Senate bill proposes tax cuts for companies that develop, manufacture in US

Sens. Pat Roberts (R-KS) and Chris Coons (D-DE) are co-sponsoring legislation that would incentivize companies to develop and manufacture products in the United States.

The Invent and Manufacture in America Act would provide tax cuts for companies that not only conduct research and development in the United States, but also manufacture products resulting from this research and development (R&D) in the country.

“Research and development in new technologies and new products is an important source of economic growth,” Roberts said. “The new technologies, products, and lower prices generated by investments in R&D create new jobs, raise wages, and create new demand for goods and services. Our legislation would increase cash flow for small businesses and start-ups involved in R&D intensive activities by reducing past, current and future tax liabilities leading to permanent tax savings.”

The bill enhances the value of the R&D tax credit by up to 25 percent for companies that perform the majority of manufacturing operations in the United States. The enhancement is graduated so that the credit rate increases as the percentage of a company’s domestic manufacturing operations increases.

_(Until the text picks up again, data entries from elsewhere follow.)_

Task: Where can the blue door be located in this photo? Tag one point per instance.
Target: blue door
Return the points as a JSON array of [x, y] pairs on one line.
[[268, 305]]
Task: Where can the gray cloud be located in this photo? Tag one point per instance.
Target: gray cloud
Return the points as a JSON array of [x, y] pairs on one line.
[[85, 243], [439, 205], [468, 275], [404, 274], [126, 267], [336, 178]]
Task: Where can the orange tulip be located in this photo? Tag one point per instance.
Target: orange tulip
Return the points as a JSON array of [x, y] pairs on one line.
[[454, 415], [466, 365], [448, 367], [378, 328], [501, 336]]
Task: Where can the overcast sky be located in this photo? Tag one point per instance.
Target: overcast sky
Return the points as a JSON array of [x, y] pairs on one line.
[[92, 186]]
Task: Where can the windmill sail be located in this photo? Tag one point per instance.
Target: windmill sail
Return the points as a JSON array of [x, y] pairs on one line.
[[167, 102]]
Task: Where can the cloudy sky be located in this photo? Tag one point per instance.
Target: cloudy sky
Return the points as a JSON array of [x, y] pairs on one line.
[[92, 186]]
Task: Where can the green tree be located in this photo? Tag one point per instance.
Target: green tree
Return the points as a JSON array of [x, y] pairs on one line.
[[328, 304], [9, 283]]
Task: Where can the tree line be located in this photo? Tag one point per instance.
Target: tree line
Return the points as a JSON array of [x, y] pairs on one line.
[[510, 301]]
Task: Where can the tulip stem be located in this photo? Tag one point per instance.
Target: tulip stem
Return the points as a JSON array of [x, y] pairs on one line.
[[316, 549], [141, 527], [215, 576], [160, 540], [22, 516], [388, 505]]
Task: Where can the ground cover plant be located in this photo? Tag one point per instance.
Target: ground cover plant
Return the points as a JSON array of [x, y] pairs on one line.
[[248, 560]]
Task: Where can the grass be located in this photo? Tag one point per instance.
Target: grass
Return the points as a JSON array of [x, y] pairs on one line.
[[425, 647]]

“To remain the world’s leading economy in the 21st century, we must continue to expand investments in research and development, which is the lifeblood of economic growth,” Coons said. “But it’s not simply enough to invent products in the United States. Those products should also be manufactured here. A strong, growing manufacturing sector will create jobs and drive more foreign direct investment and reshoring to the United States. That’s why I’m proud to partner with Senator Roberts to introduce bipartisan legislation that will help companies invent and make their products in America.”

Scientific and technological innovation accounts for nearly 50 percent of economic growth in the United States, the bill’s sponsors said. R&D investments, however, have remained relatively stagnant for more than a decade, increasing only 1.6 percent annually since 2000.

During this same time, other nations have dramatically increased R&D investments, the senators said. Germany, Japan, and South Korea all spend more on R&D than the United States as a share of GDP.

Since 2000, the country has lost more than 5 million manufacturing jobs and more than 70,000 manufacturing plants have closed or moved offshore.

“The ‘Invent and Manufacture in America Act’ amplifies the success of the R&D tax credit by expanding its benefits to more fully serve the American worker,” Keith Roe, president of the American Society of Mechanical Engineers (ASME), said. “When American innovations are manufactured abroad, we surrender our competitive advantage. This bill will strengthen innovation at home and make the United States more competitive globally by encouraging more domestic R&D and manufacturing. When goods and technologies are manufactured where they are invented, it promotes further advances and allows the entire innovation pipeline to reinvigorate itself more quickly.”

The legislation has been endorsed by ASME, Information Technology Innovation Foundation (ITIF), American Small Manufacturers Coalition (ASMC), and National Council for Advanced Manufacturing.